Certes, il est arrivé pendant la Première Guerre mondiale au pape Benoît XV de tenter un arbitrage en faveur de la suspensions des hostilités, grâce notamment aux liens privilégiés qu’il avait avec l’empereur catholique d’Autriche-Hongrie. Mais il ne pouvait le faire que parce qu’il se situait au-dessus des puissances belligérantes. Lorsque François se rend à l’ambassade russe auprès du Saint-Siège, ou téléphone au président ukrainien Zelinski, c’est en vertu de son autorité spirituelle. Sa réaction c’est de plaider spontanément pour la paix. Ainsi nous sommes dans le paradoxe du croisement entre le spirituel et le temporel qui implique une bonne connaissance du terrain. De ce point de vue, le Saint-Siège s’est toujours caractérisé par son action diplomatique avec un réseau international dont les spécialistes ont souvent reconnu la valeur.

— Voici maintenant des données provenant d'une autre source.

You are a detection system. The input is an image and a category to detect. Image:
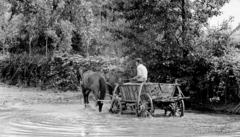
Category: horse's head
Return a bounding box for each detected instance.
[77,68,87,82]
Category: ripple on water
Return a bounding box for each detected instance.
[0,106,197,137]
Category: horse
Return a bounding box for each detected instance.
[77,69,106,112]
[105,70,131,96]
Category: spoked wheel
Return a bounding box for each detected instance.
[170,100,185,117]
[109,98,122,114]
[136,93,154,117]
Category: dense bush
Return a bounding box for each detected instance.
[0,54,124,91]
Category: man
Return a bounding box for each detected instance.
[131,58,148,82]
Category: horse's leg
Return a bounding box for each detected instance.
[92,88,103,112]
[82,86,89,109]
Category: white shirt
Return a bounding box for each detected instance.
[137,64,148,81]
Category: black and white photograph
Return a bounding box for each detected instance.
[0,0,240,137]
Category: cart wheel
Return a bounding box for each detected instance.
[136,93,154,117]
[170,100,185,117]
[109,98,122,114]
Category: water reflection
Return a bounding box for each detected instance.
[0,105,239,137]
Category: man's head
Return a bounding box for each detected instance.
[135,58,142,66]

En ce qui concerne particulièrement l’Ukraine, l’implication du religieux dans la conjoncture de la guerre pouvait poser question car l’orthodoxie se trouve divisée, avec une Église reliée au patriarcat de Moscou et une Église qui a été crée sous l’égide du patriarcat de Constantinople. À l’ouest du pays, une forte communauté uniate, rattachée à Rome, compte aussi dans l’équilibre général. Contrairement aux craintes de divisions, c’est un fort sentiment d’unité qui se dégage et montre comment le spirituel peut parer à des désaccords qui auraient été ruineux.